Wasted three days trying to get STDIO working in production. Save yourself the time.
STDIO Transport: Doesn't work. Send a bunch of requests, most fail. Get timeouts, connection refused errors, response times over 20 seconds. Not performance issues - actual failures.
Documentation doesn't mention this. Deploy to production and find out when AI agents start hitting your endpoints.
SSE Transport: Works better than STDIO but deprecated. Building on dead tech isn't smart.
Streamable HTTP: Only transport that works. Session strategy matters - get 30 RPS or couple hundred depending on how you configure it.
Tested on staging: shared sessions performed well, unique sessions were terrible. Huge difference.
Session pooling became required after the crashes. Not optional anymore.
AI Traffic Patterns Break Everything
AI agents hit differently than regular users. Burst traffic that overwhelms databases running default configs.

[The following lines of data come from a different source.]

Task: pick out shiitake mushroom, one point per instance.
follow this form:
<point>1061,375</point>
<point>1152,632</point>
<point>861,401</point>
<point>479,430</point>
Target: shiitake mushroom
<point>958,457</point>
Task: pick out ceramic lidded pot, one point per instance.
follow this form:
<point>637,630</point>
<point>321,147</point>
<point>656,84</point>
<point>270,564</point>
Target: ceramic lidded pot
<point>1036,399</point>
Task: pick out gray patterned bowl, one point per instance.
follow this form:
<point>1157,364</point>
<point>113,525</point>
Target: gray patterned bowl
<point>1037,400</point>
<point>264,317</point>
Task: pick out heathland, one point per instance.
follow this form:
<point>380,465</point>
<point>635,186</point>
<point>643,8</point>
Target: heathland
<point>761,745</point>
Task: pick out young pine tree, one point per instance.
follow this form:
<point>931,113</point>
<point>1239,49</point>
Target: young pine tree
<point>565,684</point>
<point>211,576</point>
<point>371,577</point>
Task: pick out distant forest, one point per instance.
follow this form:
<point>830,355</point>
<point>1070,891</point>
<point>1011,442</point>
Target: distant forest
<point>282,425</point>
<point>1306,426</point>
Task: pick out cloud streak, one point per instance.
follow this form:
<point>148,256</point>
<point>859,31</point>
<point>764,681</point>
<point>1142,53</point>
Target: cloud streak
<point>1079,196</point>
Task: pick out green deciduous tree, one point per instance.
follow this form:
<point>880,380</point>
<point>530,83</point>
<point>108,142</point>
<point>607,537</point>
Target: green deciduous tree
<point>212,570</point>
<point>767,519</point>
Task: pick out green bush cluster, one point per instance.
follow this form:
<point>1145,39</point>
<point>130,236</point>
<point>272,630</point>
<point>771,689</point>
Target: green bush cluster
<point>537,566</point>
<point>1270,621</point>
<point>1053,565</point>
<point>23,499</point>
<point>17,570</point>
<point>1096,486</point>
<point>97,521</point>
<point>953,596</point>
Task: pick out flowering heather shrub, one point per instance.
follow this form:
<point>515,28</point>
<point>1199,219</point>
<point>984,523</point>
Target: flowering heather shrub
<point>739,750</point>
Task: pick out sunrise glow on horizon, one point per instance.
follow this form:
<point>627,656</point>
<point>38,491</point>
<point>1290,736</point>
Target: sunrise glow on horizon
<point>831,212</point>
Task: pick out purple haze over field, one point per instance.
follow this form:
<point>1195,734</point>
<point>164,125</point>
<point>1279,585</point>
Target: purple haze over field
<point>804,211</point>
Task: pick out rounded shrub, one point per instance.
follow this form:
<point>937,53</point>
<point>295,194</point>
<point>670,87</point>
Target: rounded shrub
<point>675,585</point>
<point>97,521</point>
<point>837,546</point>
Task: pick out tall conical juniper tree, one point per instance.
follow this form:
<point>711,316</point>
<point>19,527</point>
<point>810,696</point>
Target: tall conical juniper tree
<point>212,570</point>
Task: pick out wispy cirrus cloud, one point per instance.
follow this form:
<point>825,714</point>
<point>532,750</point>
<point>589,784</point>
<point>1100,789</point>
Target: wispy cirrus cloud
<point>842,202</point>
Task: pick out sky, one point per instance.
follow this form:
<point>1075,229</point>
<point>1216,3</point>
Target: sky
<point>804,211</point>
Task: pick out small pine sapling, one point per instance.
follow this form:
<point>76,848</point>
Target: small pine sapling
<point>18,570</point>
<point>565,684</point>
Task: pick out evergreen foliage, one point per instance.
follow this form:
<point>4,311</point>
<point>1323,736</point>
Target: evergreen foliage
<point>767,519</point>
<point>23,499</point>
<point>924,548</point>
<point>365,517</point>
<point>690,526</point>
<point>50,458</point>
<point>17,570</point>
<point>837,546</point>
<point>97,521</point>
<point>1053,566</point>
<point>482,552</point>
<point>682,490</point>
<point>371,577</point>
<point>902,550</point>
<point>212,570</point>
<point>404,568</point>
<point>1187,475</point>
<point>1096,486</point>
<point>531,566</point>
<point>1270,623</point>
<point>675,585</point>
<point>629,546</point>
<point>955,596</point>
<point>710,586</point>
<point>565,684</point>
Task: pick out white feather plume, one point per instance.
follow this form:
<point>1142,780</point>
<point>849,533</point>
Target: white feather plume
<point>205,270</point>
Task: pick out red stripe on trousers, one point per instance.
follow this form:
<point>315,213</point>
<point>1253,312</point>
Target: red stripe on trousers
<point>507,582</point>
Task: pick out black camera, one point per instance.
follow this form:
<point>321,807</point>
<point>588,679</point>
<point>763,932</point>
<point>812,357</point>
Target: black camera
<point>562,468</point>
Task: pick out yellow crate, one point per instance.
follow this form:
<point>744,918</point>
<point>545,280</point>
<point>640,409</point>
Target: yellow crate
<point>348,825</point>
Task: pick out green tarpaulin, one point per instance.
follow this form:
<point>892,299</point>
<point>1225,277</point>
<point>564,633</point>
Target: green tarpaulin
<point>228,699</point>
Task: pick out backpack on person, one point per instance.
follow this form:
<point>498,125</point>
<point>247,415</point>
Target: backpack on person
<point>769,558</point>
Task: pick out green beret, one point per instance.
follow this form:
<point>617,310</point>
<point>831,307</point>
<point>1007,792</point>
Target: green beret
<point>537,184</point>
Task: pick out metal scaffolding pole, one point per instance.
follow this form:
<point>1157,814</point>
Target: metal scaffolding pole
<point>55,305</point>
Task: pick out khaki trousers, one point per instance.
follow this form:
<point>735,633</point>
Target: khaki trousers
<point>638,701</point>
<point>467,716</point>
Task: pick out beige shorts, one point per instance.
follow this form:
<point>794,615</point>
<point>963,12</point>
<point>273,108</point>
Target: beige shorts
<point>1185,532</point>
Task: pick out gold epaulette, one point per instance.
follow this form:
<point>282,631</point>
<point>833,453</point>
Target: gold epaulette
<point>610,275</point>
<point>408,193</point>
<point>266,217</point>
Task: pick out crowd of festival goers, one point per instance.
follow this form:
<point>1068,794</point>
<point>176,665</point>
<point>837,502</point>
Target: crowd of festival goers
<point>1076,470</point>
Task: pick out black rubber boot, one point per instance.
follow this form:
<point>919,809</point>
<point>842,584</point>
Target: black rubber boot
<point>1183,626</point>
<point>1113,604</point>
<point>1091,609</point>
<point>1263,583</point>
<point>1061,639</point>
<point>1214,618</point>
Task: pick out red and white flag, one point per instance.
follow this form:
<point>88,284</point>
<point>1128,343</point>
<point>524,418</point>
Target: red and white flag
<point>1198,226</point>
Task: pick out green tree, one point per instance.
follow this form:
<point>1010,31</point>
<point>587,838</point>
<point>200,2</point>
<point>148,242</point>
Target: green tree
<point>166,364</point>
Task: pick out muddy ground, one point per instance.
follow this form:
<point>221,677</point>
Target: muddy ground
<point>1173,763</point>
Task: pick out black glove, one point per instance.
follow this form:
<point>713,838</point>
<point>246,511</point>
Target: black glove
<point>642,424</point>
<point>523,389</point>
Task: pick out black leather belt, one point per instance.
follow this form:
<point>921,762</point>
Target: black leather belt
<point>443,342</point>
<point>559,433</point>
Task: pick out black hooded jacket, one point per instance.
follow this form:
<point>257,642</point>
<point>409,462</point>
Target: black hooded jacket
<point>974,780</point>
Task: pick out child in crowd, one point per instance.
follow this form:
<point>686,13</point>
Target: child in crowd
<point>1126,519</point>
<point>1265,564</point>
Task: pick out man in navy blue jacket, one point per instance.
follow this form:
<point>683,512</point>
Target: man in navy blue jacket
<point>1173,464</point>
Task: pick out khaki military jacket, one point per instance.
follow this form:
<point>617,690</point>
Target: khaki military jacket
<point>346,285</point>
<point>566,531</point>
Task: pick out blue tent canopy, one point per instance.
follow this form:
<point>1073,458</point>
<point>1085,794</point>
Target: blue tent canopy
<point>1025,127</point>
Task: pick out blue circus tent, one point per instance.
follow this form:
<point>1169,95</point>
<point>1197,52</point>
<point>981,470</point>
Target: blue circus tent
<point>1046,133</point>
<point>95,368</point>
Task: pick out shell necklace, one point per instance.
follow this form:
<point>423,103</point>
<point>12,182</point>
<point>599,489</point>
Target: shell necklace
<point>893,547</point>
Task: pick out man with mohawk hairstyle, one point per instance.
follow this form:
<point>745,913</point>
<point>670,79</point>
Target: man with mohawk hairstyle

Single AI conversation creates dozens of parallel requests. Database was still on PostgreSQL defaults - around 100 max connections. AI agents tried opening way more. Got FATAL: sorry, too many clients already
and everything crashed.
AI agents retry without backoff. Keep hammering until you add circuit breakers.
Connection Pool Reality
Static pools don't handle AI burst patterns. Found out when AI agent requested "analyze all customer data" and server tried opening more database connections than possible.
PostgreSQL defaults to around 100 connections - way too low for AI traffic bursts.
Memory Management Under AI Load
AI responses get massive. Started with small responses, then suddenly getting 30-50MB JSON payloads that crashed Node trying to serialize.
Production went down for hours when AI query returned huge dataset. Server died processing it all. Was customer data or product catalog, can't remember which.
Stream large responses or server dies when AI requests "all available data."